I guess I don't really have any tips, but just thought I'd offer my experience to you and sum it up by saying: its pretty easy to do and MacOS isn't hard to learn at all in my opinion.
 

alien3dx

macrumors 68020
Feb 12, 2017
2,188
525
When I was younger I was a big Apple fan but I haven't owned a Mac since I had a 2006 Mac Pro. Since then I've had a couple of PCs running Windows and a Windows laptop. I'm getting fed up with certain things not working the way I want them too and am considering moving back to Apple.

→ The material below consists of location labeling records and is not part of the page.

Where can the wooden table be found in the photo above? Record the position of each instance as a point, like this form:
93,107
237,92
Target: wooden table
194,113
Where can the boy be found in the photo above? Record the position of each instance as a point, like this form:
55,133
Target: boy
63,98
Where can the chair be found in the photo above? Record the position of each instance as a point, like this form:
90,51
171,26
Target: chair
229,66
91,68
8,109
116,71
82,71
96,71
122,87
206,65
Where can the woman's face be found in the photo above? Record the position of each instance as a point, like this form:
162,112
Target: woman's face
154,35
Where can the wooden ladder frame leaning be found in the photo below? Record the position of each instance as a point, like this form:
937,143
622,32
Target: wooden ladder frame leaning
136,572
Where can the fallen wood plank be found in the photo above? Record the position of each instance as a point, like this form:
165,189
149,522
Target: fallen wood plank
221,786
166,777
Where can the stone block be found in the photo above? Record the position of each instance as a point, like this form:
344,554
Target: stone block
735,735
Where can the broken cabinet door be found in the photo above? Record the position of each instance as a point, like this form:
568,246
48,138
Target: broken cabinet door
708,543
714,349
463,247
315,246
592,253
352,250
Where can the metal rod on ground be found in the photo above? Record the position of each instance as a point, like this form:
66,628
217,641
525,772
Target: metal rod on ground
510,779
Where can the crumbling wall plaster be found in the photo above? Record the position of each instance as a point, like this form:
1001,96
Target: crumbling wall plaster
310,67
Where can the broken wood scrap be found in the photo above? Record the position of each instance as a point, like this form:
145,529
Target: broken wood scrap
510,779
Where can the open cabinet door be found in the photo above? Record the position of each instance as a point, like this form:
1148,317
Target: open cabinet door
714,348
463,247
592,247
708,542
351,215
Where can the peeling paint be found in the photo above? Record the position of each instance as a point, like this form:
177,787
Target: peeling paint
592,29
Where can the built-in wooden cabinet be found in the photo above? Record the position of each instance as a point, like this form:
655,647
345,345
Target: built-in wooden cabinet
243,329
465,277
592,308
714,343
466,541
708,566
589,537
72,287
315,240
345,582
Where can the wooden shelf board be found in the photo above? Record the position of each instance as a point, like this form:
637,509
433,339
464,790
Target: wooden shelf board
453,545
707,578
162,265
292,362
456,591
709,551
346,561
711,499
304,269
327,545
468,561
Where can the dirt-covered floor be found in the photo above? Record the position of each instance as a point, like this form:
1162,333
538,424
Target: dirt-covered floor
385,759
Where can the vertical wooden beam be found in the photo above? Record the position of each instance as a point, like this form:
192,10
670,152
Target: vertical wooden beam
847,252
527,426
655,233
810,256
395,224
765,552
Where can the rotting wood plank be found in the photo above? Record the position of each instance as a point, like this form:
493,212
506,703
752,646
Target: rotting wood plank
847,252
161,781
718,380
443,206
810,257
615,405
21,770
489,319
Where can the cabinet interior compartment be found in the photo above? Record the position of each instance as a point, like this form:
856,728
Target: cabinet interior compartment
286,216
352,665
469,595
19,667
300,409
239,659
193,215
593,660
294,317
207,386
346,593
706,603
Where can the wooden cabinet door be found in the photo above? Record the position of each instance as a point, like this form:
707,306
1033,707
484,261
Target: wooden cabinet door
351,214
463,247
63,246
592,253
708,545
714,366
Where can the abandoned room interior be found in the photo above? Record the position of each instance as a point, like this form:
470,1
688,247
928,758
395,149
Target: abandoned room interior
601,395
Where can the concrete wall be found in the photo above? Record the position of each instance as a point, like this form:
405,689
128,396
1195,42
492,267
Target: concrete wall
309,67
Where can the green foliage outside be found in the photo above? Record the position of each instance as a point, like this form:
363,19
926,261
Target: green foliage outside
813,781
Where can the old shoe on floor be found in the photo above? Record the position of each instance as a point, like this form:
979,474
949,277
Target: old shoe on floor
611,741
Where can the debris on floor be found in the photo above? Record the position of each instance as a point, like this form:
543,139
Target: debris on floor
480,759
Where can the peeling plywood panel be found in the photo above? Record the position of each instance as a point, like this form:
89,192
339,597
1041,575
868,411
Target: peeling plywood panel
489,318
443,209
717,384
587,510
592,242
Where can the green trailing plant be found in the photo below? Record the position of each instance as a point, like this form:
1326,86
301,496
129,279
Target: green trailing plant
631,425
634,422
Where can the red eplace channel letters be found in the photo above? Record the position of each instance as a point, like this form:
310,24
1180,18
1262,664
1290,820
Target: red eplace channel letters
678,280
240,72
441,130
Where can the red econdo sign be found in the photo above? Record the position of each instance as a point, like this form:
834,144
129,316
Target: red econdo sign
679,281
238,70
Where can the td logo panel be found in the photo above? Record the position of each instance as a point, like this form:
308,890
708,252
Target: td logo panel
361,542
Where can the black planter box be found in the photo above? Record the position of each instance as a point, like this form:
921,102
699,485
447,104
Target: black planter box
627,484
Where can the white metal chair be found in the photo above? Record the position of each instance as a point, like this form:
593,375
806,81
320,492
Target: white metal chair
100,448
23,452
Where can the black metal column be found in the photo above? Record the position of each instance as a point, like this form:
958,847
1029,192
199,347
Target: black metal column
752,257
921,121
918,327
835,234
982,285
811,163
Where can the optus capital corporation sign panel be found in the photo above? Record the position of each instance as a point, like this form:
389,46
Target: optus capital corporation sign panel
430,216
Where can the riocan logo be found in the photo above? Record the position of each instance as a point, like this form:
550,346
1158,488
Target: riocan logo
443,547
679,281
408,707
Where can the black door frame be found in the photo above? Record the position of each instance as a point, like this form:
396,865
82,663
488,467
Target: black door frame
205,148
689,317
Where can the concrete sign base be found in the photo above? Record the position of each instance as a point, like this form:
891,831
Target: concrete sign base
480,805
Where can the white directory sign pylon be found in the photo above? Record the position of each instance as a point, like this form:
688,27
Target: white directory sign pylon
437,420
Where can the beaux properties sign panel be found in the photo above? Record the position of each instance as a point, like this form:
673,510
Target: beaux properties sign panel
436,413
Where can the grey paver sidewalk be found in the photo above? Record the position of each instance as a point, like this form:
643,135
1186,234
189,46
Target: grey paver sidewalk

I've been looking at the 16" MBP as I would like a powerful computer that is also mobile. I'd need to plug 3 DisplayPort monitors into it when I am using it on the desktop as well as a keyboard and mouse when using it on the desktop.

Then I would like to get an iPhone so I can do iOS programming on the MBP. I'm not sure which one to get at the moment. Probably the iPhone 11 Pro.

Does anyone have any tips for moving from Windows to macOS these days?
1.Keychain the best. I don't like to remember the password. You can also use other third party provider ..
2.Notes sync
3. Air drop aka transfer file.

As developer, better you get max up ram because osx dam memory hungry. 16 GB is nice is my old macbook pro 2011 but still consider not enough if you open all those java thing, vscode cum nodejs memory hungry.

What annoyance for me.

1. I want cut and paste
2. Finder not have address bar so terminal all da way.